I will be forty one years of age in August, and I will say it out loud and proud. My mother has never been ashamed of her age or her grey hair which she has never colored. Yet I will draw the line at the hair. I will not let my hair go grey, but I am a dirty "blonde" and the highlights tend to cover what has begun springing up anyway. So I have no real problem with aging, except for one little tensy thing. When the heck is my face going to stop breaking out???

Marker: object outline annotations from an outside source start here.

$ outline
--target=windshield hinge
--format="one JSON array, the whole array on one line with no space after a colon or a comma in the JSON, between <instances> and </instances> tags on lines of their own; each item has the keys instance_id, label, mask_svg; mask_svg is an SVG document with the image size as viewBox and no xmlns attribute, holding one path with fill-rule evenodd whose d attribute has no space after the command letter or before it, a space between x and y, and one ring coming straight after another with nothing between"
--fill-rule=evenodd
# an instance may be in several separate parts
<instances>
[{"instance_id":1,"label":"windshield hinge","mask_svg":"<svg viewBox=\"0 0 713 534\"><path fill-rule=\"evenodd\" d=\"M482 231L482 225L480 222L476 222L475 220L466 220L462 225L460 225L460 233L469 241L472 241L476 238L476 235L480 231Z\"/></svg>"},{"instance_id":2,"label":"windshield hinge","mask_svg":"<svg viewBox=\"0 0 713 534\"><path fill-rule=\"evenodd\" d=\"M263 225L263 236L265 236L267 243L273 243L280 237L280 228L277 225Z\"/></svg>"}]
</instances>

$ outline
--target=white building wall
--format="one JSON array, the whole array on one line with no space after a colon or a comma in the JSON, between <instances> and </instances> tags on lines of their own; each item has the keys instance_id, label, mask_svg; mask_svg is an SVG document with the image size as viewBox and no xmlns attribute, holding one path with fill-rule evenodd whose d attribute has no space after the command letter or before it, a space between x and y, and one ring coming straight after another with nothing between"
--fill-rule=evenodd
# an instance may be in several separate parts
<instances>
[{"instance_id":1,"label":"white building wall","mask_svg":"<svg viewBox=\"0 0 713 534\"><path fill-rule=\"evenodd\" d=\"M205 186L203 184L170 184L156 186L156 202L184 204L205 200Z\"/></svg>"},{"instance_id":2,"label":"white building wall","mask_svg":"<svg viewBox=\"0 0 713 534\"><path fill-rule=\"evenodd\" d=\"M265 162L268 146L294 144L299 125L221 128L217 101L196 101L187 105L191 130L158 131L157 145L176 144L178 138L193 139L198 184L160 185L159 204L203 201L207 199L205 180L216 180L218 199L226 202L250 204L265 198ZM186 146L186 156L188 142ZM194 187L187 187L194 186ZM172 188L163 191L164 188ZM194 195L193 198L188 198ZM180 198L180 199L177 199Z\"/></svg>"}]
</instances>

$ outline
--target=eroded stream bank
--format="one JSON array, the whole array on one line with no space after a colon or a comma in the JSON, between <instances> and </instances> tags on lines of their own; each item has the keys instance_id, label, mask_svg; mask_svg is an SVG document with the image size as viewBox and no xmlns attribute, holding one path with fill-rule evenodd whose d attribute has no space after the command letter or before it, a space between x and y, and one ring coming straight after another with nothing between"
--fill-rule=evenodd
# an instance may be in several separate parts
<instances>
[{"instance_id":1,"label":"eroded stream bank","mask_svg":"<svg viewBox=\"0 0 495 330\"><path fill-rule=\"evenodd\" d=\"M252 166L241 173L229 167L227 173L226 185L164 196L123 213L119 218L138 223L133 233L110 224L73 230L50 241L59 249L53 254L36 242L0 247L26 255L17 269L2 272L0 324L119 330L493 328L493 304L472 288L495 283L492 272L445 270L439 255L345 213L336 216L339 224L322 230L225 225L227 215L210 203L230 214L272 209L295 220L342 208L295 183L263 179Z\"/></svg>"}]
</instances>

This is not a pretty topic and I stopped using the word zit back in my twenties, a long time ago because I thought it was an ugly word. I began referring to them as blemishes or spots which to me sounds less ugly but the reality is still not a pretty one. And anyone who is my age and still has this problem knows what I'm talking about. You get older, way past the teenage years and one thinks, it is supposed to stop happening but the dermatologist will tell you the truth, acne is not just for teenagers.
I know when I have a breakout, it seems to be cycle related. And these days, I happen to be having some form of PMS while this breakout occurs. It is a lethal combination if there ever was one. Sometimes, I am late leaving the house because I don't want to deal with putting makeup on my face and trying to cover up those "spots." I do know they are hormonally related, because when I was pregnant and for the year afterwards while I was breastfeeding and had no periods, I had not one breakout. I didn't realize how freaking good I had it. No periods, no breakouts, no mood swings (the around the clock breastfeeding every 2-3 hours for 6 months, oh yeah that was also easy!!!) So therefore, I must deduce that this will stop when I'm in menopause? Everything will dry up then? I guess, then for me, that is something I will look forward to about the big M. one has to dream!!
Or I could get pregnant again (because it was so easy the first time!) and breastfeed until I'm in menopause. Vasectomies can be reversed right???